Cuando observo esas fotos que aún conservo en lo más profundo de un gavetero, me veo a mí, una niña de 9 años que apenas comía con tal de mantenerse en el peso ideal; veo una niña que lloraba cada vez que su profesora de ballet insinuaba que llegada la adolescencia "su cuerpo de negra" le impediría continuar bailando, una niña obligada a tomar agua caliente en las mañanas porque la preparadora física lo recomendaba como parte de una dieta que debía seguir al pie de la letra. Una niña que pensaba que su vida se acabaría si no lograba entrar a la Escuela Nacional de Ballet.

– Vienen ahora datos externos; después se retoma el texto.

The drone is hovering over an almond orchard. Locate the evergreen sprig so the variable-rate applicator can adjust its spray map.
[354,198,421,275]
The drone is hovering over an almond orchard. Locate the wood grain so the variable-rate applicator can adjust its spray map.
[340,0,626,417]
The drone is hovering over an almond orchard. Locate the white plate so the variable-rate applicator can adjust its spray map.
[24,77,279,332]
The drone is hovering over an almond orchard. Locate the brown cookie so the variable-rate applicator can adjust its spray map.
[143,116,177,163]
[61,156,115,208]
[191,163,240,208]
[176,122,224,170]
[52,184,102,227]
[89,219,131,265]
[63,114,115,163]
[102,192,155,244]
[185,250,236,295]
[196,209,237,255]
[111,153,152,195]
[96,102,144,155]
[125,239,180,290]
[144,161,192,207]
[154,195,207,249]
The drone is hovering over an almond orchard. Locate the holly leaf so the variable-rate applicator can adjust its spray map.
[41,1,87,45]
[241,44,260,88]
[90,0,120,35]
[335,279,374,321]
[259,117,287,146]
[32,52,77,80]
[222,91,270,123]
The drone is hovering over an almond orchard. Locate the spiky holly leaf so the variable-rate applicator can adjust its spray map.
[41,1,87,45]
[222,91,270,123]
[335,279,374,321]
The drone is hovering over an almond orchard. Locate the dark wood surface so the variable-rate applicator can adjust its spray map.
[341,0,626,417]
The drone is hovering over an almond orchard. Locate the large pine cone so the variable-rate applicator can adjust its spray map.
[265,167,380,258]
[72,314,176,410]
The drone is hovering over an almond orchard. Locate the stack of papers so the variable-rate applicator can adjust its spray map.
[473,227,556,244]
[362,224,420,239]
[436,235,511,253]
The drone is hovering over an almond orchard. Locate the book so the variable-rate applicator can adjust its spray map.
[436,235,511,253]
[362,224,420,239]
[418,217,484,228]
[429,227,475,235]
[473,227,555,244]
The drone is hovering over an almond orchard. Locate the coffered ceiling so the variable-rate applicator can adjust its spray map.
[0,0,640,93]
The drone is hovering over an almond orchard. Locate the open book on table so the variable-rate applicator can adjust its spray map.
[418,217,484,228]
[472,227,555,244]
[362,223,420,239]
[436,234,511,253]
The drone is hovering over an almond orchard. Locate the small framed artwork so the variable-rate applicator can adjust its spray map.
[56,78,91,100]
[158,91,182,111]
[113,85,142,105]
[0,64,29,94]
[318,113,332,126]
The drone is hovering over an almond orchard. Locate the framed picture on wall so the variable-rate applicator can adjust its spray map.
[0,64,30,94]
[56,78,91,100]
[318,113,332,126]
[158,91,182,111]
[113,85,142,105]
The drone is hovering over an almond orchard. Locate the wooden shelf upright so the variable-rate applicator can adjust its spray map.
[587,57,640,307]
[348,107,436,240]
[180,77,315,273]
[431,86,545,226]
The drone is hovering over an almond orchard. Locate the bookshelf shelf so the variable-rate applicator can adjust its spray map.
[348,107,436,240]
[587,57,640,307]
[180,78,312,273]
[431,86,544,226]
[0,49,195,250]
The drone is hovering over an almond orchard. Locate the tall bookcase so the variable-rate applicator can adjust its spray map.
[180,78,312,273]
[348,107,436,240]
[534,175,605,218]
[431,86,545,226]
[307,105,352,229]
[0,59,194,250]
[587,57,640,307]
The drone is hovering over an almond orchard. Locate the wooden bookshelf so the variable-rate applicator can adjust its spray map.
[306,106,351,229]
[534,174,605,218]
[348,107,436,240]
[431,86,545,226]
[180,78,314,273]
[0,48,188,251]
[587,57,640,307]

Fue en ese momento cuando viví los primeros episodios de ansiedad. Solía sentarme tras bambalinas, quedarme embobada con aquellos que habían logrado lo que yo tanto ansiaba y me preguntaba si algún día mi sufrimiento tendría frutos. Observaba detenidamente al elenco de la compañía, extrañada de no encontrar a ninguna muchacha como yo interpretando Giselle. A pesar de mi corta edad, intuía que en aquel mundo yo nunca iba a encajar, nunca sería aceptada... sin importar la cantidad de agua caliente que tomara :)
En el 2012 (año en el que supuestamente se acabaría el mundo, por cierto) realicé las pruebas para ingresar a la academia y fallé. Mi madre me había prometido comprarme una pizza luego del examen y eso era lo único que realmente me importaba...
El mundo no se acabó, mucho menos el mío. Fui feliz.